The data collected on each patient’s FEM helped train an AI model to distinguish between people with and without amblyopia.

“We gave the raw data to the model and told it whether the data came from an amblyopic eye or healthy eye,” says Dr. Ghasia, senior author of the study. “People with normal vision have similar FEM in both eyes. They have good fixation stability during binocular viewing and slightly less stability during monocular viewing. That instability is much more exaggerated in someone with amblyopia. The AI model caught on to these details.”

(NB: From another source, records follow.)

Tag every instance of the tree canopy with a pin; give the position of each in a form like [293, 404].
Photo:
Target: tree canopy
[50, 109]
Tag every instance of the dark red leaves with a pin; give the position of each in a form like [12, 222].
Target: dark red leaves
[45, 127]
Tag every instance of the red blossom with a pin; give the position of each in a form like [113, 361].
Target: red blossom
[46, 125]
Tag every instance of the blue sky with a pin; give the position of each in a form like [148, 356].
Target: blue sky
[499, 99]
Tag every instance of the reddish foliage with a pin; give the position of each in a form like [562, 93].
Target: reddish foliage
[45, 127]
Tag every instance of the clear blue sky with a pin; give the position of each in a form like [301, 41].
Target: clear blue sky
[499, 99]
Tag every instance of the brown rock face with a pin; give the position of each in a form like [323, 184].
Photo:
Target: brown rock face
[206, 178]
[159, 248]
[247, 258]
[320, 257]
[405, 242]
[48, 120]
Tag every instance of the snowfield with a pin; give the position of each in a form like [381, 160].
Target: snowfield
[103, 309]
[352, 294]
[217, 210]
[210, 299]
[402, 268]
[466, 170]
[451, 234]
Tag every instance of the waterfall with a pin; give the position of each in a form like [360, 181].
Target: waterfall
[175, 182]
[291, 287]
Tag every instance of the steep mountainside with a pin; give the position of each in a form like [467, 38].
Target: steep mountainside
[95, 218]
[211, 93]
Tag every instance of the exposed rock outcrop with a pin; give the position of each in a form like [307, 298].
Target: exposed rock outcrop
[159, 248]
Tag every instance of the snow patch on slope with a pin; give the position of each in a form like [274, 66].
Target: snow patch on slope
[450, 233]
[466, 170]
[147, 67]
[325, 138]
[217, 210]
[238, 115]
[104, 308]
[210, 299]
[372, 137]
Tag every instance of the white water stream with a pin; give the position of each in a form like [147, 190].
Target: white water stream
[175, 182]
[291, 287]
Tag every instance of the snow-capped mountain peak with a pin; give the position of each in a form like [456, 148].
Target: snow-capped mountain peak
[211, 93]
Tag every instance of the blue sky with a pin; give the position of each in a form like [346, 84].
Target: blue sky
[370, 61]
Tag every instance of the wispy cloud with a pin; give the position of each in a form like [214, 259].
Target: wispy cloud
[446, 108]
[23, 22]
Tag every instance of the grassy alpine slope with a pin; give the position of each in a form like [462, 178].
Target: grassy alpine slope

Accuracy in classifying patients

Next, the team evaluated the accuracy of the AI model by how well it classified patients according to amblyopia type, amblyopia severity and presence of nystagmus. The model’s accuracy results are presented in the table below.

“As expected, the model performed slightly better when there was nystagmus, strabismus or more severe disease, but it also was able to detect more inconspicuous amblyopia because of other abnormal eye movements,” Dr. Ghasia says. “Accuracy was quite good in classifying patients regardless of amblyopia type, severity or presence of nystagmus.”

Next steps

This test AI tool has a promising future, according to Dr. Ghasia. First, however, more study is needed to:

• Evaluate the model’s performance in a broader population of patients not already diagnosed with amblyopia
• Train the model to clean and extract appropriate data on its own (In the recent study, researchers removed irrelevant data, from patients’ blinking or looking away from the monitor, for example.)
• Capture data with different eye trackers to see if they perform as well as the high-resolution, lab-based tracker used in this study
• See if tracking other types of eye movement, such as scanning a visual environment or following a moving scene, is as effective for diagnosing amblyopia as tracking FEM during visual fixation

“We’re working on grants to fund these next steps,” Dr. Ghasia says. “I started this work six years ago, when eye tracking wasn’t widely available. Now that eye-tracking technology is becoming more prevalent, I’m excited to see what we can do. If this tool is valuable for diagnosing amblyopia, it also may be valuable for detecting neurodegenerative and mental health conditions associated with asymmetrical interocular movements.”

This research was supported by multiple grants, including the Research to Prevent Blindness Disney Amblyopia Award, Research to Prevent Blindness International Research Collaborators Award and the Lerner Research Institute Artificial Intelligence in Medicine grant.